I'm trying to migrate a hacky-patched version of Drupal 4.6 to a current released version and having some problems, and I think the collation mess is part of it. Does anybody have a script that will upgrade all instances of latin1_swedish_ci to utf8_general_ci?

Comments

rivena’s picture

I am interested in adding this info to the handbook, so I'm just posting here. :)

Anisa.

-----------------------------------------------------------
Kindness builds stronger bonds than necessity.

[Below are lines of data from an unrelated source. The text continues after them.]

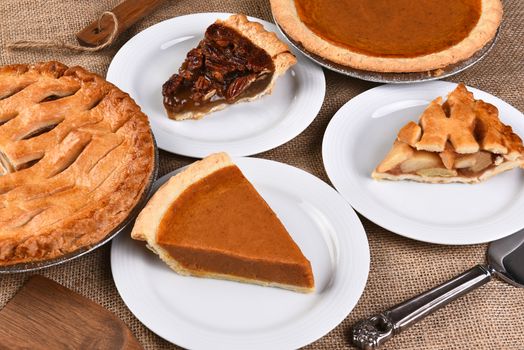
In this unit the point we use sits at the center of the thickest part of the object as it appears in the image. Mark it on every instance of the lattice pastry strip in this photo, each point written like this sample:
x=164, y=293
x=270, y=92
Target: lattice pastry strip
x=76, y=154
x=460, y=140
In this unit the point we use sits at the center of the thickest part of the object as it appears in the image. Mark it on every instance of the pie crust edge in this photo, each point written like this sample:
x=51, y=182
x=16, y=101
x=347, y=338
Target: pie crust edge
x=508, y=165
x=86, y=228
x=280, y=54
x=149, y=219
x=286, y=16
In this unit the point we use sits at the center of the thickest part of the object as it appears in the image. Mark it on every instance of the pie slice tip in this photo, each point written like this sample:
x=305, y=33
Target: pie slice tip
x=237, y=61
x=197, y=227
x=460, y=140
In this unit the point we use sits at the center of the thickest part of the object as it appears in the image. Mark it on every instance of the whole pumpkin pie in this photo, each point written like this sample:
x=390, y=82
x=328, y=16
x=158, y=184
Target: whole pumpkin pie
x=390, y=36
x=209, y=221
x=76, y=156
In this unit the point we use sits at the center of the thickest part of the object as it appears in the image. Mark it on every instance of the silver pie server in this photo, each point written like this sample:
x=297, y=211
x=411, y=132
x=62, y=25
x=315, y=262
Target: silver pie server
x=505, y=259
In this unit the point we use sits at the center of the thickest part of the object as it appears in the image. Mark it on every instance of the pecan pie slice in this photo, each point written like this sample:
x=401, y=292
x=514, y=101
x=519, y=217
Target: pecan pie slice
x=76, y=155
x=237, y=60
x=460, y=140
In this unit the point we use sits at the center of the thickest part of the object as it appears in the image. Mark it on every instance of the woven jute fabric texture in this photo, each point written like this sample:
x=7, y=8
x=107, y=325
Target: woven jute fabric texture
x=491, y=317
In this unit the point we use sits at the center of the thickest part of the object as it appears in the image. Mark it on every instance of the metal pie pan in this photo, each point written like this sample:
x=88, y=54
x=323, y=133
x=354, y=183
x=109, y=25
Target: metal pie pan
x=398, y=78
x=33, y=266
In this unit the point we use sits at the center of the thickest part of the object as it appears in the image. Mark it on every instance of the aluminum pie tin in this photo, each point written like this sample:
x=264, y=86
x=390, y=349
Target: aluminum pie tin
x=395, y=78
x=38, y=265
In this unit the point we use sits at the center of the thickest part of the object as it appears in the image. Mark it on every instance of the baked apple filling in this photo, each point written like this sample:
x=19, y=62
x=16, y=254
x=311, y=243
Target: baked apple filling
x=226, y=67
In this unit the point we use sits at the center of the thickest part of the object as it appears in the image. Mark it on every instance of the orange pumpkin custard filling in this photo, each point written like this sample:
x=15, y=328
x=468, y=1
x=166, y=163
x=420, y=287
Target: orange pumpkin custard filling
x=209, y=221
x=390, y=36
x=373, y=28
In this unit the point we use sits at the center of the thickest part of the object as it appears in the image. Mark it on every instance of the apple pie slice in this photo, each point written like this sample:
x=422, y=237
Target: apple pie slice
x=237, y=60
x=460, y=140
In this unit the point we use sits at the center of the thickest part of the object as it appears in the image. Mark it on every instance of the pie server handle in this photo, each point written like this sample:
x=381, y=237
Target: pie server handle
x=372, y=332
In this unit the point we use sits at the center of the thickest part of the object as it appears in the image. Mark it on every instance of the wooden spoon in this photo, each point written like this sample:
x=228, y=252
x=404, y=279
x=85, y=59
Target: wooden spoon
x=127, y=13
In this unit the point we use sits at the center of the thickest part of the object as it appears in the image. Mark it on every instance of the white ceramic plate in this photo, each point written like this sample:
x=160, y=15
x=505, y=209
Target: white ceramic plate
x=360, y=135
x=146, y=61
x=199, y=313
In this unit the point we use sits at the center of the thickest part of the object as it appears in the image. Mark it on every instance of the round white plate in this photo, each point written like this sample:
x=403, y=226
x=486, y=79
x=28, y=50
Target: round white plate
x=199, y=313
x=360, y=135
x=146, y=61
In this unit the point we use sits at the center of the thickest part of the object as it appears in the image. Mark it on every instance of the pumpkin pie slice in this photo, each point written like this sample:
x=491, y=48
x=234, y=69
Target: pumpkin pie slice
x=238, y=60
x=390, y=36
x=209, y=221
x=460, y=140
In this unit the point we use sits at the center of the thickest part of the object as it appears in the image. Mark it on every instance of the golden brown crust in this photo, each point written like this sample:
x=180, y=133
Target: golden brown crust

www.animecards.org - 18,000 card scans and counting!
-----------------------------------------------------------

ajwwong’s picture

Good luck in finding it... If I catch it I'll let you know here.

Albert
www.ithou.org

yelvington’s picture

... a quick and dirty collation updater.

header('Content-type: text/plain;');
mysql_connect('localhost','username','passwordl');
mysql_select_db('databasename');

$res = mysql_query("SHOW TABLES");
while ($r = mysql_fetch_array($res)){
  $tablename = $r[0];
  echo $sql = "ALTER TABLE $tablename CONVERT TO CHARACTER SET utf8 COLLATE utf8_general_ci";
  echo "\r\n";
 mysql_query($sql);
 
}

I don't know that this actually fixed anything; I was able to get a test upgrade working by doing this and also truncating the sessions table. Until I did that I couldn't even log on.

escoles’s picture

I'd made a bunch of semi-successful updates (was getting a weird post truncation problem that led me to keep trying). After finally getting an update to complete without serious error, I had the login problems you describe.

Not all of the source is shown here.